There were some slight differences. The SocialSphere sample was 55% female, while MassINC's was 52%. And although the age categories did not line up perfectly between the two polls, it looks like SocialSphere surveyed a much older electorate. For MassINC, 38% of respondents were age 44 or younger vs. 29% for SocialSphere. Half of SocialSphere's sample was 55+, while just 29% of MassINC's was 60+. But the biggest difference of all was in level of education. The electorate projected by SocialSphere was 30% postgraduate degrees, while only 16% had some college, but no degree. For MassINC, only 21% had an advanced degree, and a full 29% said the highest education they had reached was some college but no degree.

However, none of these explains the 12-point discrepancy. SocialSphere's bigger pool of female voters should have helped Coakley do better in the Globe poll than the WBUR poll, not worse. (More to blame is the fact that Coakley led women by a whopping 25 points according to MassINC and "just" 15 points according to SocialSphere.) And MassINC found that the candidates were more or less tied among "some college, no degree" voters but that Coakley was way ahead with holders of postgraduate degrees (the SocialSphere poll was too small to provide crosstabs for each specific education category), which, again, should have underestimated her support. Finally, although both polls agreed that Martha Coakley did best with young voters (52% to 28% among 18- to 29-year-olds per MassINC; 57% to 19% among 18- to 34-year-olds per SocialSphere), Coakley won every age group in the MassINC poll, so her lead wasn't just due to millennials. It was more that the polls wildly disagreed on how older voters felt. SocialSphere gave Baker a whopping 51%-to-29% lead among voters ages 55–64.

As you can probably tell by now, the real disagreement between the polls has to do not with their sampling, but with how each candidate is performing with different segments of the electorate—the most confounding and unresolvable way to disagree. Is Baker winning independents 45% to 23%, as SocialSphere says? Or is it basically a tie game, 43% to 38%, as MassINC says? How do women voters genuinely feel—massively pro-Coakley, or does Baker still have a fighting chance with them? And are voters making $150,000 or more really spurning the millionaire Baker to vote for Coakley, 46%–38% (MassINC), or is Baker the one up by 47%–38% among those making $100,000 or more a year (SocialSphere)? We won't truly know until Election Day.

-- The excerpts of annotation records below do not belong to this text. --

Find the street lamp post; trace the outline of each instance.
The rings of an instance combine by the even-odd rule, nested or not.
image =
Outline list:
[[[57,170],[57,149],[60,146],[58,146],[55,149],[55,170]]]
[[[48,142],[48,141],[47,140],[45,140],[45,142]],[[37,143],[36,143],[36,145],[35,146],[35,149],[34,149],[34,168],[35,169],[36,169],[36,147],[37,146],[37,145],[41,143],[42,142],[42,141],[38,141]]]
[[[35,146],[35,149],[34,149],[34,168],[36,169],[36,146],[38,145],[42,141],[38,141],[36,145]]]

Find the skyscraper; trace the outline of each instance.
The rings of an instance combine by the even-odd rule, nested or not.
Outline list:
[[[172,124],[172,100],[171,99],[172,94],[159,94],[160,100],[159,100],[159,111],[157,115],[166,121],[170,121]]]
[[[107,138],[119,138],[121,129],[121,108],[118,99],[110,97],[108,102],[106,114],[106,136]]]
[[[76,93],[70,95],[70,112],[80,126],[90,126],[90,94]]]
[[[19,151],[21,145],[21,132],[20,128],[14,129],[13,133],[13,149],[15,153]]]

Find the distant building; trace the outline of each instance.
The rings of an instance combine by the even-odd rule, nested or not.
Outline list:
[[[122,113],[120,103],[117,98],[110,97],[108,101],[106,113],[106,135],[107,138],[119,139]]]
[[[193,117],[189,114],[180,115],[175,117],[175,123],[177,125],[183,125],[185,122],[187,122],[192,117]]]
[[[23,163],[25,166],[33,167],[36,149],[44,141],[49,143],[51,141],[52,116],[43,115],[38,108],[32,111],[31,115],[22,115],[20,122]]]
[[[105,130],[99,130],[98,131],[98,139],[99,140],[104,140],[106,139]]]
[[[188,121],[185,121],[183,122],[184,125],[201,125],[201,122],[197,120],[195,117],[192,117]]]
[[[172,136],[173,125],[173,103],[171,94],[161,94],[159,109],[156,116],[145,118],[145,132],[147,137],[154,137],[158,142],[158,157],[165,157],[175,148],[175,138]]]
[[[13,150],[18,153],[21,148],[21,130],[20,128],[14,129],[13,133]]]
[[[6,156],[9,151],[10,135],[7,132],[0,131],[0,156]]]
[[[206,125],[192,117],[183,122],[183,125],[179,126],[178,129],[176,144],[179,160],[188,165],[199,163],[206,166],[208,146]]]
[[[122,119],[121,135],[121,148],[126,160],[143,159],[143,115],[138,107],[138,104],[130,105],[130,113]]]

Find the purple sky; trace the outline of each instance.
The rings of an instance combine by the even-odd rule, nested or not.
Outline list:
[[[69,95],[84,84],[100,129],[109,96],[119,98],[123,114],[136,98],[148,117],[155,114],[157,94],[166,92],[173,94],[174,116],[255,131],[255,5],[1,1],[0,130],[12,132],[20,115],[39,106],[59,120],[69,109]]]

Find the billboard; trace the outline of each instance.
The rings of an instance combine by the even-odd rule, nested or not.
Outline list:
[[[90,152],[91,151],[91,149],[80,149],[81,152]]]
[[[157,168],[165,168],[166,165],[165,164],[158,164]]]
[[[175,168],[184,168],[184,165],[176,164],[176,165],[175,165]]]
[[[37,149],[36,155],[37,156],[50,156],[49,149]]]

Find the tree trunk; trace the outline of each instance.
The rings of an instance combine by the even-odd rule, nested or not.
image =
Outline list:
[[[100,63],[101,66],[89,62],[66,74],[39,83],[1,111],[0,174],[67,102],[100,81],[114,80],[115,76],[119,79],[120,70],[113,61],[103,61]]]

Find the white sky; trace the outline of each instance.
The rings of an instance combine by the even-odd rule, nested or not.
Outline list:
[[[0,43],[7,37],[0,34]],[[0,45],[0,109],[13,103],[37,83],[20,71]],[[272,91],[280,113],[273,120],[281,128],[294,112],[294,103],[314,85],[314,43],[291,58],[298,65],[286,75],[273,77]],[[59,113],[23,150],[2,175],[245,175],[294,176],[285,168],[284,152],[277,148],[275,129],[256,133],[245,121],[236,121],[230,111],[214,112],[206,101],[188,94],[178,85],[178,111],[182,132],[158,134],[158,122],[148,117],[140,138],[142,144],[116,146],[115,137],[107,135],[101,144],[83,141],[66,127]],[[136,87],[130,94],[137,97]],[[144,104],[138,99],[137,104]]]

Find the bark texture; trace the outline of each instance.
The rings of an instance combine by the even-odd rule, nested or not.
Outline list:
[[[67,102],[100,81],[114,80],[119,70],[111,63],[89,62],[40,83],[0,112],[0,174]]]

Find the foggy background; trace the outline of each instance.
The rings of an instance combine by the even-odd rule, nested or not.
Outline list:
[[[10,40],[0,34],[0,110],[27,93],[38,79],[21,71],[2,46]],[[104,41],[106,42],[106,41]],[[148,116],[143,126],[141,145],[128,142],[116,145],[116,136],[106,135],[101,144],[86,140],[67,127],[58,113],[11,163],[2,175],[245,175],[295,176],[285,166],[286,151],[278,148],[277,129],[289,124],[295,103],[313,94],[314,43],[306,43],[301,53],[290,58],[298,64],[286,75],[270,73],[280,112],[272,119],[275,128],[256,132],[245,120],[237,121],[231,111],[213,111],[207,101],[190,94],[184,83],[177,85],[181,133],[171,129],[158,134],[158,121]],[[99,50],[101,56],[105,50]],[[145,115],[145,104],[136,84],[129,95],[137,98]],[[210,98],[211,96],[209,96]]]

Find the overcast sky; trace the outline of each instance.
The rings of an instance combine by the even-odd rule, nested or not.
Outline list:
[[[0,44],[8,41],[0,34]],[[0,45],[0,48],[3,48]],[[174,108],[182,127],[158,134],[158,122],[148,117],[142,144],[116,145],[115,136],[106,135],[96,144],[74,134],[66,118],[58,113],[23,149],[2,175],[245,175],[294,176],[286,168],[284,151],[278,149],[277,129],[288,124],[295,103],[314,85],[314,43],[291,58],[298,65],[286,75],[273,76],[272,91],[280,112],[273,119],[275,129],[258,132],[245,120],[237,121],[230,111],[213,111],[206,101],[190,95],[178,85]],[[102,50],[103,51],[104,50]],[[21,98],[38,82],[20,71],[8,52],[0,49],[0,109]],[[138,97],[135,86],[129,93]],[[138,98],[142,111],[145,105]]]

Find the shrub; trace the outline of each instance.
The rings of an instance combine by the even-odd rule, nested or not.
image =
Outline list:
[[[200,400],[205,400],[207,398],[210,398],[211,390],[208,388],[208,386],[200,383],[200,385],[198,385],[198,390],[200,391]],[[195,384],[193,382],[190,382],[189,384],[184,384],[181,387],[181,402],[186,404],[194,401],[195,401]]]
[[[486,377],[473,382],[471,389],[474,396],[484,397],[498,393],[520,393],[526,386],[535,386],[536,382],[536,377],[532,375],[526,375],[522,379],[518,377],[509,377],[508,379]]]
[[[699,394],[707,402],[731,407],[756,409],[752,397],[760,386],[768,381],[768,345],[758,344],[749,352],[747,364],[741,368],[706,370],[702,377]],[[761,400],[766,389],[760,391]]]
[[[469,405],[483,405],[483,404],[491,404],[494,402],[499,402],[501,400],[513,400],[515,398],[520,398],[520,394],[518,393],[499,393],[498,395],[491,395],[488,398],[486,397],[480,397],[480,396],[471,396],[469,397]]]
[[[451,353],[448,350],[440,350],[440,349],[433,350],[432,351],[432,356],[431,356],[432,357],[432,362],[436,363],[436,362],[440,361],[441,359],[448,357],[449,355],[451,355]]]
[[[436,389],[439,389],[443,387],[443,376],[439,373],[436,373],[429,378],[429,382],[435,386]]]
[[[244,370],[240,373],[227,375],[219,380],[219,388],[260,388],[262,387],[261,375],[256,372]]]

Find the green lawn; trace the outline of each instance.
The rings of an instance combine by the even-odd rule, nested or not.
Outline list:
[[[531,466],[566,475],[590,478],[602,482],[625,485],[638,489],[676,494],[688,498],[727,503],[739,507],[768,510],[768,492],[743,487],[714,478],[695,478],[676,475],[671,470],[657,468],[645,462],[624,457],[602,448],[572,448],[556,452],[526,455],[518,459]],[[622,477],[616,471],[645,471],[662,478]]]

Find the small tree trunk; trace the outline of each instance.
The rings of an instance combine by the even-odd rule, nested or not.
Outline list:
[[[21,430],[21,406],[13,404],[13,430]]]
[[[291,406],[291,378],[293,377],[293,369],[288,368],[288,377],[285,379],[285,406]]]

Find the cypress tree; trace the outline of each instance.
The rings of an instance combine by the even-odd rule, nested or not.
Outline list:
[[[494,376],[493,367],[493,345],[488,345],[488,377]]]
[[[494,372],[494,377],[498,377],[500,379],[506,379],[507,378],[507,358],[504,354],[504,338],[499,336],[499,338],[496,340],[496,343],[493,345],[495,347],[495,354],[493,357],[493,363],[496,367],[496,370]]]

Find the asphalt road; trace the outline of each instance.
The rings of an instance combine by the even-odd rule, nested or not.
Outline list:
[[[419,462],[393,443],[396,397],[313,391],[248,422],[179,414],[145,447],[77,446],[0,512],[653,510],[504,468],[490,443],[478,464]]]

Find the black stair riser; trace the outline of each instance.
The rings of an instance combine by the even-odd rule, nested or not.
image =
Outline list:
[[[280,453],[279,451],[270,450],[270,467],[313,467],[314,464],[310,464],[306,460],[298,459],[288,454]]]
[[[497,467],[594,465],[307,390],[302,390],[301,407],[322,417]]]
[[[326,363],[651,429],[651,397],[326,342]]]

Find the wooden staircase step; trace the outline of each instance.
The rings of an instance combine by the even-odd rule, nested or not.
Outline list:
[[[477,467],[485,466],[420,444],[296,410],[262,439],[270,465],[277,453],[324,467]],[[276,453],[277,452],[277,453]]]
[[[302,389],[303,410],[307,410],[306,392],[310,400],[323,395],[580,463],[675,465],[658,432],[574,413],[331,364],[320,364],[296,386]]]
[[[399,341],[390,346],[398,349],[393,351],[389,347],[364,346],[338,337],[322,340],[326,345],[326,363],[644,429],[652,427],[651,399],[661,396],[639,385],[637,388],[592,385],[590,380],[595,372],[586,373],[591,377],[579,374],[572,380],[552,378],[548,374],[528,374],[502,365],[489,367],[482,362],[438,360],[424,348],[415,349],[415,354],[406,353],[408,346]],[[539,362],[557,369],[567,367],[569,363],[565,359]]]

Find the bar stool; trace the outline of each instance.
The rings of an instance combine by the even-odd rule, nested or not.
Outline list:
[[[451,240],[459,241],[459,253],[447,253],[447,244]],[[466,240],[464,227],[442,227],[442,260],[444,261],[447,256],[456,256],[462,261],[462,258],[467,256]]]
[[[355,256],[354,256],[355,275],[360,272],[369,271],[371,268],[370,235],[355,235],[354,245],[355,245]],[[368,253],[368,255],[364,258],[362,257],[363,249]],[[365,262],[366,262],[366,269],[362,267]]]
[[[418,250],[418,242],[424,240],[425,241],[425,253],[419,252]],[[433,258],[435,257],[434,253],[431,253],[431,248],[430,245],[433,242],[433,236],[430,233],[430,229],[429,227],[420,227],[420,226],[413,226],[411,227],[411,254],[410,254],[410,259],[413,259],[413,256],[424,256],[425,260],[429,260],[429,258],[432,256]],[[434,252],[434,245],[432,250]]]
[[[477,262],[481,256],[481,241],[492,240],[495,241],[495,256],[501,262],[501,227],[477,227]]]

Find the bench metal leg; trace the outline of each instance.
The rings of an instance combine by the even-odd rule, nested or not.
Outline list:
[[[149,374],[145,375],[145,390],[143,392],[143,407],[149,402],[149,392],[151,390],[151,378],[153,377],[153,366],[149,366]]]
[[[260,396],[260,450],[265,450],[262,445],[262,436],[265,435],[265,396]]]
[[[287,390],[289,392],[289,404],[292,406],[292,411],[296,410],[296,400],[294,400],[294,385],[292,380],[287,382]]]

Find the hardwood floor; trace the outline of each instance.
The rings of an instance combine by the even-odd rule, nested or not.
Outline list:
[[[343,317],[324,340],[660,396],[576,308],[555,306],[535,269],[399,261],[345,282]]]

Normally I would defer to the better pollster, but neither firm in this case has really given us a reason to doubt it. MassINC is an extremely reputable firm up in the Bay State, with a long record of excellence and a solid B rating from FiveThirtyEight's newly released Pollster Ratings. SocialSphere, meanwhile, is a newish firm, so it doesn't have a pre-2014 track record to base any judgments off (indeed, FiveThirtyEight doesn't even give it a rating). And if you're looking to outside pollsters to break the tie, you're out of luck; since the beginning of September, two national firms polled the state, and one agreed with MassINC and one agreed with SocialSphere. When it comes to how Massachusetts's key constituencies are feeling in this surprisingly close race, the best any of us non-professionals can do right now is guess.

UPDATE: Maybe we don't have to wait until Election Day after all. A spate of polls Monday all agreed with the Globe results, and then WBUR's tracking poll released on October 1 also moved in line with the SocialSphere numbers.